Stack · Growth Hormone
CJC-1295 + Ipamorelin
Also searched as: cjc/ipa, cjc 1295 ipamorelin, gh stack, ghrh + ghrp stack, growth hormone peptide stack
The most-marketed growth-hormone peptide combo: CJC-1295 (a GHRH analogue) plus ipamorelin (a selective GHRP), run together to nudge the pituitary into releasing more growth hormone. Both are Grade C — there's some early human data on each one separately, but no proper trial of the pair, despite the clinics selling it as an anti-ageing and fat-loss certainty.
The verdict
Every peptide in this stack is Grade C — early / limited human data.
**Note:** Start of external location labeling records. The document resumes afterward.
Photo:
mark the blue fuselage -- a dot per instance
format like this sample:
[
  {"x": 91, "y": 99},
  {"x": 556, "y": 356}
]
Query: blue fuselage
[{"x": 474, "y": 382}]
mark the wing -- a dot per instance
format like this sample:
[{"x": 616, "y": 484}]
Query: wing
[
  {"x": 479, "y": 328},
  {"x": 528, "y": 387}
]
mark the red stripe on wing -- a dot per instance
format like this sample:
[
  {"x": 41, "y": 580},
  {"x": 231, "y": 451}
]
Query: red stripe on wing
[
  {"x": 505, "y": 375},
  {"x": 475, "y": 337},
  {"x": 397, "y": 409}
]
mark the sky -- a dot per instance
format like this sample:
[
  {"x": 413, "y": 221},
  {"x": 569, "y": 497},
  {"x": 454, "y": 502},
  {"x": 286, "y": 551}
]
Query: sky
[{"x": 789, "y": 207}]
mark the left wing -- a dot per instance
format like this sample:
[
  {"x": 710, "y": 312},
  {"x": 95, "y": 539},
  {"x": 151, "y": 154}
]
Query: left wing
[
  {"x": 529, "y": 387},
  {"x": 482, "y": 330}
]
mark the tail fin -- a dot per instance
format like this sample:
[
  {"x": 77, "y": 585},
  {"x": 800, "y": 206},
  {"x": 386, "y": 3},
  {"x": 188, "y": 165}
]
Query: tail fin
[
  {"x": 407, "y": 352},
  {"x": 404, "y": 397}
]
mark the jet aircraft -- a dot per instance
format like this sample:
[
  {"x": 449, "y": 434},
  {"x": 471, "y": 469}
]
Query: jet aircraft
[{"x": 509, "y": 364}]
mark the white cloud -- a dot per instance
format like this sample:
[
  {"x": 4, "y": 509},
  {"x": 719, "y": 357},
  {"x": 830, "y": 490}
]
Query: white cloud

Stacking peptides doesn't combine their evidence — it combines their unknowns. A stack is only as proven as its members.
01 — What is it?
This isn't one drug, it's two peptides run as a pair. CJC-1295 is a long-acting GHRH analogue — it mimics the body's growth-hormone-releasing hormone, telling the pituitary to make GH. Ipamorelin is a GHRP (growth-hormone-releasing peptide) that hits a different receptor — the ghrelin receptor — to tell the pituitary to release that GH. The idea is they pull two separate levers at once. One practical wrinkle worth knowing: "CJC-1295" is sold in two forms, with and without DAC (a tag that hugely extends its half-life — days rather than minutes), and clinics often actually use the short-acting "no-DAC" version (sometimes called Mod GRF 1-29), so what's in the vial labelled "CJC-1295" varies. The name and the pairing come from anti-ageing and biohacking clinics, not from a clinical guideline.
02 — Why it's hyped
The sales pitch is synergy: two different doorways to the same room. CJC-1295 supposedly provides a steady background lift while ipamorelin adds sharp pulses, for a "more natural" GH rhythm than injecting growth hormone directly. Ipamorelin's selling point is selectivity — it's marketed as raising GH without the cortisol and prolactin spikes seen with older, dirtier GHRPs, a claim that does trace to early animal pharmacology. The combo is pitched as the go-to stack for fat loss, lean muscle, recovery, sleep, skin and general anti-ageing, on the logic that more GH and IGF-1 means more repair and less fat. It's probably the single most requested peptide stack in private "wellness" clinics.
03 — The honest take
The mechanism is genuinely more plausible than a lot of grey-market peptides — these do raise GH and IGF-1 in short human studies, and that's reflected in their Grade C (not D). But notice the gap the sellers gloss over: the human evidence is mostly single-dose pharmacology showing hormone levels move, not trials showing people actually got leaner, more muscular or younger. There is no good human trial of the CJC-1295 + ipamorelin combination itself — the "synergy" is extrapolated from how each behaves alone and from older GHRH+GHRP class data. So you're paying for two Grade C peptides, glued together into an untested pairing, sold with Grade A confidence. Raising GH isn't automatically a free win either: it's why this whole class is banned in sport, and chronically pushing GH/IGF-1 has real trade-offs the marketing skips. Treat "anti-ageing and fat loss certainty" as the marketing claim it is, not a result.
04 — What's actually in it
Muscle & Performance
CJC-1295
A synthetic long-acting trigger for growth hormone release, tested in humans briefly in the early 2000s and then abandoned. Sold now only as an unlicensed research chemical.
Grade C · Some human data, far from settled.
Read entryMuscle & Performance
Ipamorelin
A lab-made peptide that nudges your own pituitary gland to release a pulse of growth hormone. Proven to do that in humans, but never proven to actually make anyone healthier, stronger or leaner.
Grade C · Some human data, far from settled.
Read entry05 — Is it legal in the UK?
Neither CJC-1295 nor ipamorelin is a licensed medicine in the UK — the MHRA has granted no marketing authorisation for either, for any use. They're sold as unlicensed "research chemicals" with no regulatory check on what's actually in the vial, and supplying them for human use falls foul of the Human Medicines Regulations 2012. They're not controlled under the Misuse of Drugs Act, but both sit on the WADA prohibited list (Section S2, peptide hormones and growth factors), so they're banned for anyone subject to UK Anti-Doping.